For the first question about traveling salesmen:
It is given that a firm is checking to see if a report is correct or incorrect. In other words, they are conducting an experiment in which the results are going to be either "success" or "failure". This should set off a flag in your mind that tells you the results are going to be of binomial distribution.
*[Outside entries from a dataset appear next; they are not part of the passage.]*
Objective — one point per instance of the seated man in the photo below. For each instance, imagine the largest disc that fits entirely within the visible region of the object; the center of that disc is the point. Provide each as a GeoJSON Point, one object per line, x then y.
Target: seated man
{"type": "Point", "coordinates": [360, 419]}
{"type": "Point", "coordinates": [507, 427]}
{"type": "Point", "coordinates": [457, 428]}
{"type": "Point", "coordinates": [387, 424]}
In the problem, they are conducting $n=200$ trials of the experiment with probability $p=.1$ of success (here, success is travel expenses are incorrectly documented). If you let $X=$ the number of incorrectly documented expense reports, then $X\sim Bin(n=200,p=.1).$ Now, assuming you know about the normal approximation to the binomial distribution, then the Central Limit Theorem says for large $n$, typically $>20$ when $p$ is sufficiently far away from $0$ or $1$, one can use this approximation. This example works for the approximation. Therefore, we have that $X\sim N(\mu=np,\sigma^2=np(1-p))$ which yields $X\sim N(\mu=20, \sigma^2=18)$. The question then asks you to find $$\Pr(X>40)=1-\Pr(X\le 40)=1-\Pr\bigg(\frac{X-\mu}{\sigma}\le\frac{40-\mu}{\sigma}\bigg)=1-\Pr\bigg(Z\le\frac{40-20}{\sqrt{18}}\bigg)=1-\Pr\bigg(Z\le\frac{20}{\sqrt{18}}\bigg)=1-\Pr(Z\le 4.71)$$
Using normal distribution table for standard normal r.v. we find that this is equal to $0$ (it is a very small number, although nonzero).
For the second question:
We want to test to see if there is a difference between the means (you were correct in that regard). Usually, it will stated in the question if you are to construct a confidence interval. This question is asking you to check to see if there is a difference between the means of the given data at a level of significance. This is your hint on what to do with the problem. You need to find determine your null hypothesis and alternative hypothesis. Since we are testing to see if there is only a difference, i.e, not testing to see if one is larger than the other, then this is a two tailed test. Then we have the following hypothesis:
$$\begin{cases}H_0:& \mu_1=\mu_2\\H_1:& \mu_1\ne\mu_2\end{cases}$$
Let $\bar X_1=$ the average nightly rate of Marriot and $\bar X_2=$ the average nightly rate of Radisson. Then we have $\bar X_1=170, \bar X_2=140, n_1=n_2=50, s_1=15, s_2=10$. I assume that they took $50$ billing statements from each hotel. Since the population variances are unknown and we are using sample variances, we need to use t-test. Moreover, since each $n$ is large enough, we don't have to pool the variances. Now, we can proceed with the t-test. Therefore, we have
$$t_0=\frac{\bar X_1-\bar X_2}{\sqrt{\frac{s_1^2}{n_1}+\frac{s_2^2}{n_2}}}=\frac{170-145}{\sqrt{\frac{15^2}{50}+\frac{10^2}{50}}}=\frac{25}{\sqrt{\frac{325}{50}}}=9.81$$
For $\alpha=.01$ with $99$ degrees of freedom, we have that $t=2.326$. Since $t_0>t$, this means that we reject the null hypothesis, $H_0$. That is, there is a difference between the means of the two hotels at the $\alpha=.01$ level of significance.